How to distinguish between two Blank Nodes in RDF?_问答_开发者

I am having difficulty understanding a passage from w3.org. The confusing passage may be an error, or I may just be confused.

The following is Section 6.6 of the RDF Concepts Specification,

开发者_Python百科

6.6 Blank Nodes

The blank nodes in an RDF graph are drawn from an infinite set. This set of blank nodes, the set of all RDF URI references and the set of all literals are pairwise disjoint.

Otherwise, this set of blank nodes is arbitrary.

RDF makes no reference to any internal structure of blank nodes. Given two blank nodes, it is possible to determine whether or not they are the same.

So, the thing I'm confused about is: If there is no way to know the "internal structure of blank notes", how can one tell them apart? Is this a typo?

It is not a typo and I agree, it is not straight forward to understand. This is a also recurrent issue. Blank nodes exist because sometimes there aren't ways to create an URI to represent a node. This case happens all the time in OWL when constructing constrains, for example.

A blank node ID is created, normally, when the RDF file is parsed and it must be unique. So by definition you shouldn't find two blank node with same identifiers. One way of distinguish between two blank nodes is to look at all the incoming/out-coming predicates plus their objects/subjects in order to see if the connected sub-graphs are identical. This is hard to implement and it could be very expensive to compute for large graphs.

This problem has been widely discussed in connection with finding differences between RDF graphs. One very interesting article is one of the TimBL's design issues Delta: an ontology for the distribution of differences between RDF graphs. Also have a look at How to diff RDF graphs wiki from the w3c.
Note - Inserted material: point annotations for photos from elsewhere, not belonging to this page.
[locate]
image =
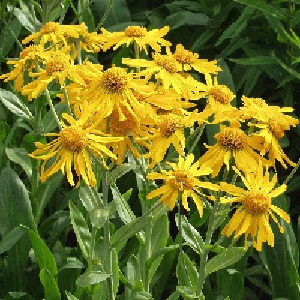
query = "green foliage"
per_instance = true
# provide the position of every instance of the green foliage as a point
(55, 242)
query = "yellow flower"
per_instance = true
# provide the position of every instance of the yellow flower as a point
(63, 35)
(190, 60)
(73, 148)
(28, 58)
(219, 101)
(133, 133)
(182, 181)
(168, 130)
(114, 89)
(140, 35)
(166, 70)
(272, 122)
(255, 208)
(233, 143)
(259, 110)
(58, 66)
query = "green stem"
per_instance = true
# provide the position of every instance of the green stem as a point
(67, 100)
(49, 100)
(208, 238)
(107, 247)
(200, 130)
(105, 15)
(147, 252)
(204, 256)
(92, 248)
(137, 54)
(292, 173)
(78, 49)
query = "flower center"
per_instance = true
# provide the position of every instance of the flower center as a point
(169, 63)
(221, 93)
(57, 65)
(232, 139)
(276, 128)
(49, 27)
(135, 31)
(259, 102)
(30, 51)
(121, 127)
(183, 56)
(73, 138)
(256, 204)
(168, 126)
(140, 97)
(183, 179)
(114, 80)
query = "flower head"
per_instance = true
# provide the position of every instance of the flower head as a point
(252, 215)
(233, 147)
(137, 34)
(29, 57)
(58, 66)
(168, 131)
(219, 101)
(271, 123)
(114, 89)
(190, 60)
(181, 181)
(166, 70)
(72, 148)
(66, 35)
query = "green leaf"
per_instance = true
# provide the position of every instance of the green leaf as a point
(72, 263)
(81, 229)
(224, 259)
(15, 209)
(11, 238)
(191, 235)
(91, 277)
(15, 105)
(44, 256)
(50, 286)
(283, 275)
(160, 234)
(187, 292)
(254, 61)
(45, 192)
(236, 27)
(48, 122)
(70, 296)
(20, 156)
(115, 271)
(230, 282)
(118, 12)
(185, 17)
(99, 216)
(15, 205)
(130, 229)
(90, 197)
(186, 272)
(124, 211)
(26, 17)
(9, 36)
(118, 172)
(85, 14)
(263, 7)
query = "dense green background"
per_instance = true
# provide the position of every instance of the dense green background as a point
(258, 49)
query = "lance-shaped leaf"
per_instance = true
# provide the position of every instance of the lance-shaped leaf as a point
(224, 259)
(81, 229)
(191, 235)
(15, 105)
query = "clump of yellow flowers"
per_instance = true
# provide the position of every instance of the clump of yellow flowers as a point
(146, 107)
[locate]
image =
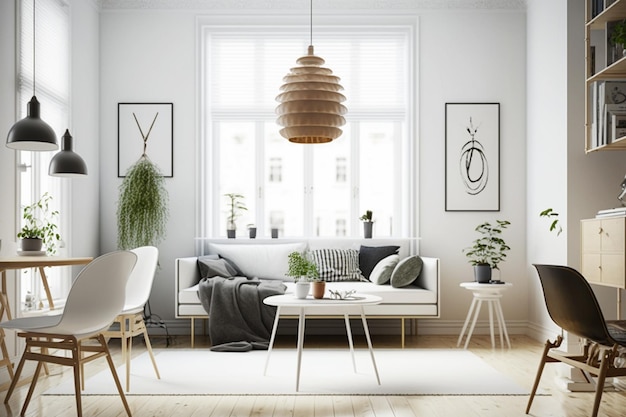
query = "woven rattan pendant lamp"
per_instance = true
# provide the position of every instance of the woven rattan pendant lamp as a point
(310, 108)
(32, 133)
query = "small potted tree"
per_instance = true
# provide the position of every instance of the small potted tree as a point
(303, 272)
(236, 207)
(368, 224)
(39, 228)
(487, 251)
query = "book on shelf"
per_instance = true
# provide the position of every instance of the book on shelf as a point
(608, 98)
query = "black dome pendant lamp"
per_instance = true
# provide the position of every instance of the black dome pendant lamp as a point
(32, 133)
(67, 163)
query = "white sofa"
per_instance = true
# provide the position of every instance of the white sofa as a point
(421, 299)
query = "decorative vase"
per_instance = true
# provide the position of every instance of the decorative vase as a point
(367, 229)
(318, 288)
(302, 288)
(32, 244)
(482, 273)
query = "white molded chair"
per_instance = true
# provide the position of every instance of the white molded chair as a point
(95, 299)
(129, 323)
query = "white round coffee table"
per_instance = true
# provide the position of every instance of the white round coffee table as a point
(352, 305)
(490, 293)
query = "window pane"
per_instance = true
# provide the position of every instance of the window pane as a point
(377, 184)
(237, 153)
(284, 199)
(332, 198)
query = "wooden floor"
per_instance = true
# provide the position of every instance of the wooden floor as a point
(520, 363)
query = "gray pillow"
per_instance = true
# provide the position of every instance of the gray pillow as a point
(406, 272)
(381, 274)
(220, 267)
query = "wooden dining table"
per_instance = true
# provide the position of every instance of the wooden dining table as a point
(22, 262)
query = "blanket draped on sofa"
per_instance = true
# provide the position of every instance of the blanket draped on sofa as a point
(239, 320)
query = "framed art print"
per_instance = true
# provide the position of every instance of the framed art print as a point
(472, 156)
(145, 128)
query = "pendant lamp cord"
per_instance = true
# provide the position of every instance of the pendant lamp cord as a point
(34, 66)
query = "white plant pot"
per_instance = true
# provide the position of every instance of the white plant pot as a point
(302, 289)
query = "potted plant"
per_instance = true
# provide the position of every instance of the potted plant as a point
(618, 38)
(368, 224)
(39, 228)
(303, 272)
(554, 225)
(489, 250)
(236, 207)
(142, 208)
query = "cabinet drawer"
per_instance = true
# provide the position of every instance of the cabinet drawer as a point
(613, 235)
(590, 267)
(613, 270)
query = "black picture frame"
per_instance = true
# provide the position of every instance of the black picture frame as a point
(472, 156)
(154, 120)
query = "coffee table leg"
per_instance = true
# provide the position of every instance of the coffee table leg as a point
(349, 331)
(272, 338)
(300, 344)
(369, 343)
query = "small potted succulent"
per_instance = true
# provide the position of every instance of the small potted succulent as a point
(39, 227)
(368, 224)
(487, 251)
(303, 272)
(236, 207)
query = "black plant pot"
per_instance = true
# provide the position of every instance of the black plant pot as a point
(367, 229)
(482, 273)
(31, 244)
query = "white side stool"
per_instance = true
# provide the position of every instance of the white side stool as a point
(491, 293)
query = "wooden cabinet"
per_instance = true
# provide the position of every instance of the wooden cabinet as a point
(603, 254)
(597, 70)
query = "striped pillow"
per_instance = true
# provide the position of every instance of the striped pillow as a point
(338, 264)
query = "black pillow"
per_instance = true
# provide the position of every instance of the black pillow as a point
(211, 266)
(369, 256)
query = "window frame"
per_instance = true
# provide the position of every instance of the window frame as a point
(208, 208)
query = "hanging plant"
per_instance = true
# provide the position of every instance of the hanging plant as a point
(142, 210)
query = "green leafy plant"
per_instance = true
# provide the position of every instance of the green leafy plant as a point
(618, 33)
(142, 210)
(299, 267)
(39, 223)
(554, 224)
(367, 217)
(236, 207)
(489, 248)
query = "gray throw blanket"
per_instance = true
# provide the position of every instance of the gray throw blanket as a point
(239, 321)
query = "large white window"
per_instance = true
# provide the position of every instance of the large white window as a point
(307, 190)
(51, 77)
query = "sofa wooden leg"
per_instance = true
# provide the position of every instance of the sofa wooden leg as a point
(193, 331)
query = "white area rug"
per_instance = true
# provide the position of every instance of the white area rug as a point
(323, 372)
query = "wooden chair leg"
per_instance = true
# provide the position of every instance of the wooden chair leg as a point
(114, 373)
(31, 389)
(146, 338)
(544, 357)
(16, 377)
(604, 367)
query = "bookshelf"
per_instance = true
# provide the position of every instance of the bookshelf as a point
(601, 70)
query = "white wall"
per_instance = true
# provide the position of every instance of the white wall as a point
(471, 55)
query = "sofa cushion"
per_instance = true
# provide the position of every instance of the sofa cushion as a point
(211, 267)
(337, 264)
(381, 274)
(407, 271)
(369, 256)
(257, 260)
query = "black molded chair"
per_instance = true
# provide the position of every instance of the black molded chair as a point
(573, 306)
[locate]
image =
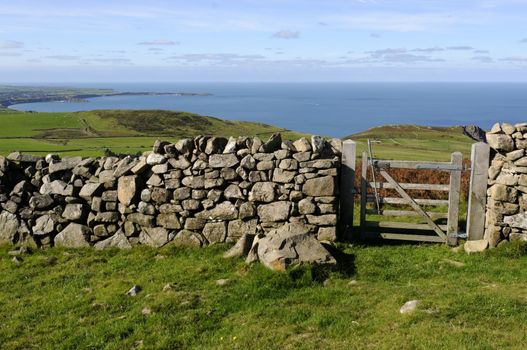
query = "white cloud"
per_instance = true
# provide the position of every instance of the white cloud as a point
(11, 44)
(286, 34)
(159, 42)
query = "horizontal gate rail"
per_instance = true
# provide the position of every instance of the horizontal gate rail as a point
(389, 212)
(425, 187)
(379, 224)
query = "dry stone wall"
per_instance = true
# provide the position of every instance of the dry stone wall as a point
(194, 192)
(506, 214)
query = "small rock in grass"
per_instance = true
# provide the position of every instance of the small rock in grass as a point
(476, 246)
(409, 306)
(168, 287)
(454, 262)
(133, 291)
(222, 282)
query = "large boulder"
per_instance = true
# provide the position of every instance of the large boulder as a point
(320, 186)
(8, 227)
(73, 236)
(291, 245)
(277, 211)
(127, 189)
(118, 240)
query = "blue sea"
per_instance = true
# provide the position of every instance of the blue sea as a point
(331, 109)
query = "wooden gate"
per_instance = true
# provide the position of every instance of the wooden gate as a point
(381, 207)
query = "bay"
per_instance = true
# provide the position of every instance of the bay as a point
(331, 109)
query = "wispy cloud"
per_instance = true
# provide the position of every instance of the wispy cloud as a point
(11, 44)
(63, 57)
(482, 59)
(460, 48)
(10, 54)
(286, 34)
(159, 42)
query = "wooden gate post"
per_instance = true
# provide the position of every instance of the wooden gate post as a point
(347, 188)
(453, 199)
(477, 197)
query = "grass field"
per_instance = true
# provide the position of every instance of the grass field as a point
(414, 142)
(91, 133)
(75, 299)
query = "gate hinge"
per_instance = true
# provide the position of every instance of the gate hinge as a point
(462, 235)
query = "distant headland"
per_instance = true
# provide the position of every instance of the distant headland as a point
(11, 95)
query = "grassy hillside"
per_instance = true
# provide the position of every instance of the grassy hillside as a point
(414, 142)
(75, 299)
(90, 133)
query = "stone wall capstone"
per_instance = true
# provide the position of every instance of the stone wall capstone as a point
(506, 214)
(195, 192)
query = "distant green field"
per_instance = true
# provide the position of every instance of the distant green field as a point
(91, 133)
(414, 142)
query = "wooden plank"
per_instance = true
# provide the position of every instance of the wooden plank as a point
(404, 237)
(477, 198)
(406, 186)
(406, 164)
(453, 199)
(347, 188)
(413, 204)
(395, 200)
(363, 193)
(401, 225)
(386, 212)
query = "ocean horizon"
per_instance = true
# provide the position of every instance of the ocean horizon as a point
(330, 109)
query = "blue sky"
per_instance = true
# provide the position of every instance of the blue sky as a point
(271, 40)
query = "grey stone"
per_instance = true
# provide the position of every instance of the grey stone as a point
(185, 238)
(118, 240)
(9, 226)
(476, 246)
(320, 186)
(227, 160)
(169, 221)
(90, 190)
(283, 176)
(154, 236)
(277, 211)
(74, 212)
(233, 192)
(194, 223)
(44, 225)
(247, 210)
(306, 206)
(40, 202)
(57, 187)
(263, 192)
(517, 221)
(73, 236)
(500, 142)
(409, 306)
(215, 232)
(141, 219)
(127, 189)
(248, 162)
(302, 145)
(292, 246)
(273, 144)
(223, 211)
(241, 248)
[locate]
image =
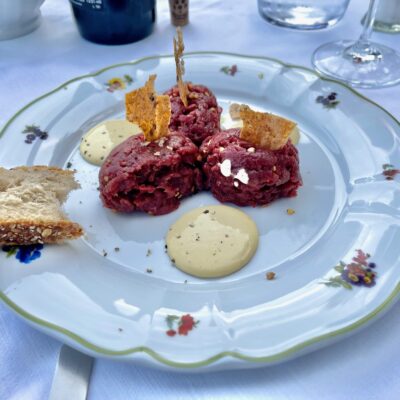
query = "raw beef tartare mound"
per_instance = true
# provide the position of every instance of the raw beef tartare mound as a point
(150, 176)
(239, 173)
(200, 119)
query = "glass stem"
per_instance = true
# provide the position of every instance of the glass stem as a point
(363, 51)
(369, 21)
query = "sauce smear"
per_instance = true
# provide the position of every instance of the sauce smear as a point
(212, 241)
(98, 142)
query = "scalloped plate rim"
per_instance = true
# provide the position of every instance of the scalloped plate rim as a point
(91, 348)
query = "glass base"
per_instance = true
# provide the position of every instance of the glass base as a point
(20, 28)
(338, 60)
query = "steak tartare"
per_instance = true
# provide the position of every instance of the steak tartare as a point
(200, 119)
(239, 173)
(150, 176)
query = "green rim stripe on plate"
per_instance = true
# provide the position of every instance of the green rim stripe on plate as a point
(142, 349)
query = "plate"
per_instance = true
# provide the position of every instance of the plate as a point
(115, 293)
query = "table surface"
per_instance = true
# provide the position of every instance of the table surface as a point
(364, 366)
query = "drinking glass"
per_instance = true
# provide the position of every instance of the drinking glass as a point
(302, 14)
(360, 63)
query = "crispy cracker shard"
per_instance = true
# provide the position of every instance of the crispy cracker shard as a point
(179, 47)
(265, 130)
(234, 110)
(151, 112)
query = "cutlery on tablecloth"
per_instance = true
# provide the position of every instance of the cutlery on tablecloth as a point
(72, 375)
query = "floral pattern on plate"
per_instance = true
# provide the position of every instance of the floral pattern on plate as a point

If you are the data publisher then try to avoid blank nodes if posible. If you need blank nodes then try to come up with a hash function that gives you a unique ID for different blank node constructions in such a way that two different blank nodes with the same graph structure will have the same ID and therefore you can put them appart.

Note that RDF 1.1, standardised in February 2014, slightly edit this text:

Blank nodes are disjoint from IRIs and literals. Otherwise, the set of possible blank nodes is arbitrary. RDF makes no reference to any internal structure of blank nodes.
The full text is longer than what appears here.